Some may argue ‘Fear Inoculum’ is Tool’s most complex effort yet, but as historical and cinematic as this release was, it wasn’t worth the wait. Frankly, I’d still be pleased if we were waiting for a better album to come out. My expectations coming into the album were low, especially with all the issues holding the album’s release back for so long. However, now entering their classic-rock phase, this feels like the end of Tool, hence why every song feels like Carey giving it his all. But you don’t get this effort from the other members. On most of the tracks, Keenan’s falsetto melodies sound uninspired and like a guy who works in a vineyard. Jones’ atmospheric guitar riffage and occasional fuzz ruptures are appealing, but he feels more like a counterpoint. Chancellor’s staggering bass is practically the same on every song. Even though “Pneuma” flows nicely from the title track with a memorable buildup and slashing riff from Jones, it’s too repetitive. Keenan’s songwriting is also at his weakest on this album, especially on “Culling Voices.” The song attempts to place the listener in a trance due to its enticing, but predictable groove, but when Keenan’s gritted vocals pop up at the main hook asserting “Don’t you dare point that at me,” you can’t help but wish the song was over.

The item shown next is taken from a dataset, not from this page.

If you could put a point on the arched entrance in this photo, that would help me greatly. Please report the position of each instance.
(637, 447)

Clocking in at nearly 90-minutes (depending on what version you’re listening to), in a packaging that’s as elaborate and hypnotic as for every past Tool release, ‘Fear Inoculum’ requires you to put in your full attention and listen closely. Has that been the case for every Tool album? Sure, but this one isn’t as straightforward. Don’t expect any gut punches or radio staples like “The Pot” or “Stinkfist”—‘Fear Inoculum’ is their least marketable album. Following their 1996 album ‘Ænima,’ Tool’s albums have been more spiritually driven and enlightening. Despite the noticeably similar tropes, ‘Fear Inoculum’ expands on where Tool left off on ‘10,000 Days.’ However, it isn’t as ambitious, prompting or stimulating—it’s exhausting, safe and colorless. It discusses spiritual combat with individuals and banishing the deceptive powers from one's own psyche (“Pneuma”). This album attempts to be like its predecessors, especially with the inner and atmospheric sounds, but it instead feels a bit too inadequate for a long-anticipated Tool release—it’s like they’re paying homage to themselves. Don’t get me wrong, it’s their most ambient and sonically soaring album yet, but a lot of that, especially the interludes, just feel like filler. In the end, it’s reminiscent of a Tool album, but it’s unfocused and unbalanced arrangement leaves a lot to be desired. 6.5/10 <<
Essential Tracks - “Invincible,” “7empest,” “Chocolate Chip Trip,” and “Descending.”